As an additional measure, SMRD is developing an inspection web app that can work independently or in concert with the monitoring system. The app will guide a user through a pre-shift inspection, in compliance with MSHA’s new regulation [12], and archive the results for future reference. Additionally, the app will track outstanding maintenance issues, which can be updated as they are addressed. Although electronic records have not supplanted paper yet, the eventual goal is to see paper replaced with electronically signed documents. This app will greatly reduce the time required for pre-shift inspections and record keeping.

The final stage of the project will measure worker situational awareness. For the purposes of our system’s development, SA can be broadly understood as a worker’s perception and understanding of his environment, along with the ability to predict events based on that information. It is a central aim of this project that the informational system improve SA. To that end, the user interface will be refined through a multi-stage, iterative process. Feedback will be solicited from stakeholders, test sites, and experts in human factors and then applied to a series of software revisions. Additionally, the data will be filtered to the end user to avoid extraneous details or distractions, with the goal being to display critical information by default, and allow customization as desired. Finally, testing will be conducted to determine the impact of the system on worker SA. This will take the form of an analysis of the accumulated data in concert with live volunteer testing.

4 Conclusion

Initial testing of the IoT monitoring system, in collaboration with Central Pre-Mix, has successfully demonstrated a method for electronically tracking and confirming lockout/tagout. Additionally, the system has proven capable of reliably archiving lockout/tagout and confined space entry data.
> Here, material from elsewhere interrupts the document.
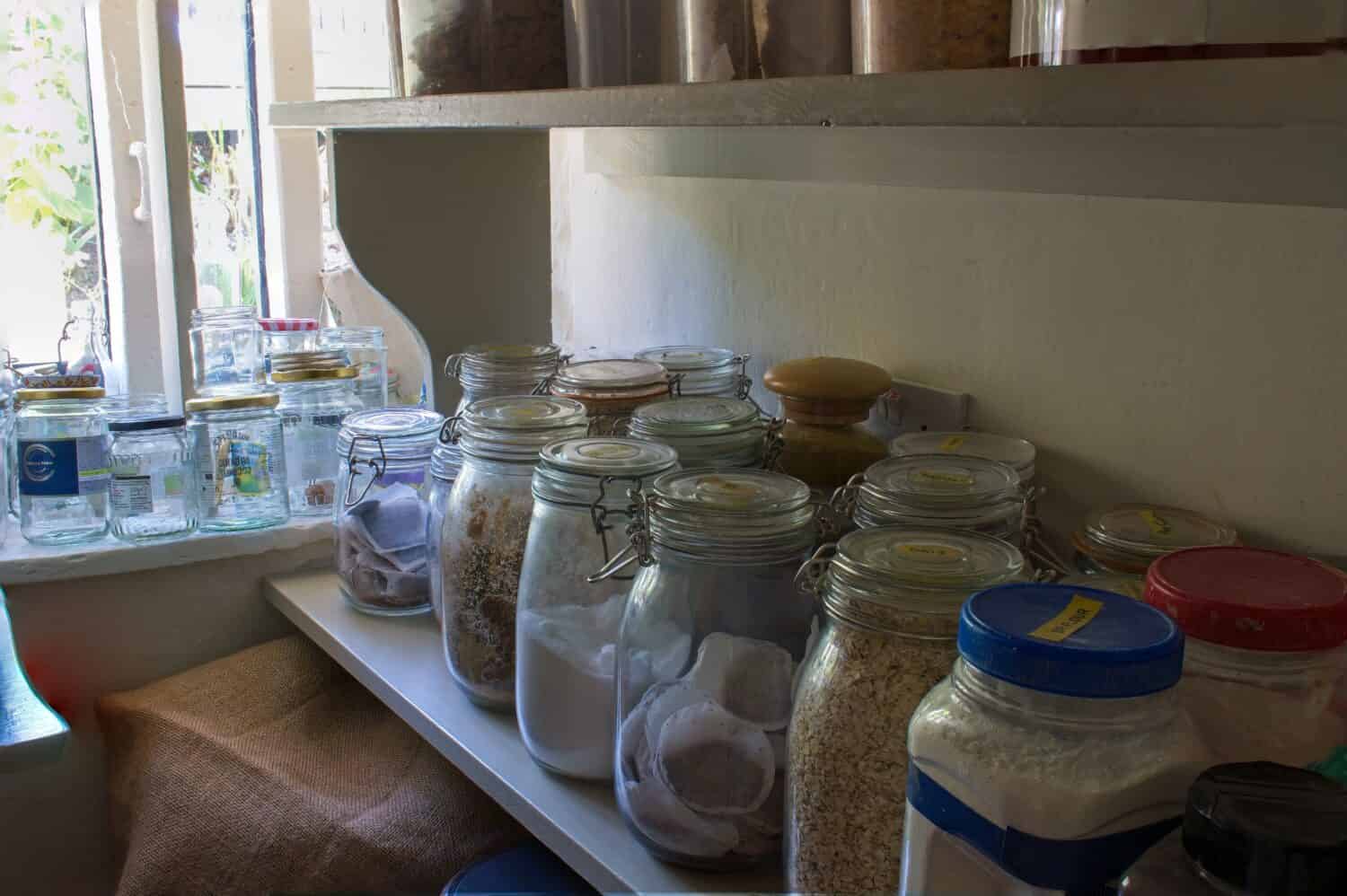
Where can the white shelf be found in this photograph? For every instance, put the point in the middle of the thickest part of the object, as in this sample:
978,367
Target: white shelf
401,663
1230,93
Early work has also provided equipment and batch temperature readings, both of which are available in real time to workers. The mesh network employed has proven viable in an extreme environment, and results indicate a cloud-based solution will meet the system’s needs. Phase I provides a clear example of the promise in bringing IoT to the mining industry, reliably and at a low cost.

Early work on phase II of the project is promising. NIOSH researchers are currently expanding on the existing intelligent monitoring system, in terms of scope and functionality. The final, comprehensive system is expected to include predictive failure analysis using historic data archived in phase I, as well as additional sensors to provide monitoring things such as proximity detection to hazards, or localized environmental conditions. Further, the final system will be scalable to larger installations, with hundreds of sensors in operation. This is expected to save time, improve workers’ situational awareness, and reduce accidents in the workplace. Development will strive to maintain low cost, accessibility, and ease of use, in order to ensure wide adoption.

The proliferation of IoT devices, in the business and consumer spheres, illustrates that the public is ready to adopt these new solutions. The mining sector in particular will benefit enormously from the ability to remotely view safety-related data in real time and to receive alarms when safeguards are potentially failing. There is a preponderance of evidence that the operation and maintenance of equipment, especially conveyors, is hazardous to workers, and NIOSH will continue working to reduce these accidents through leveraging emerging technologies such as IoT.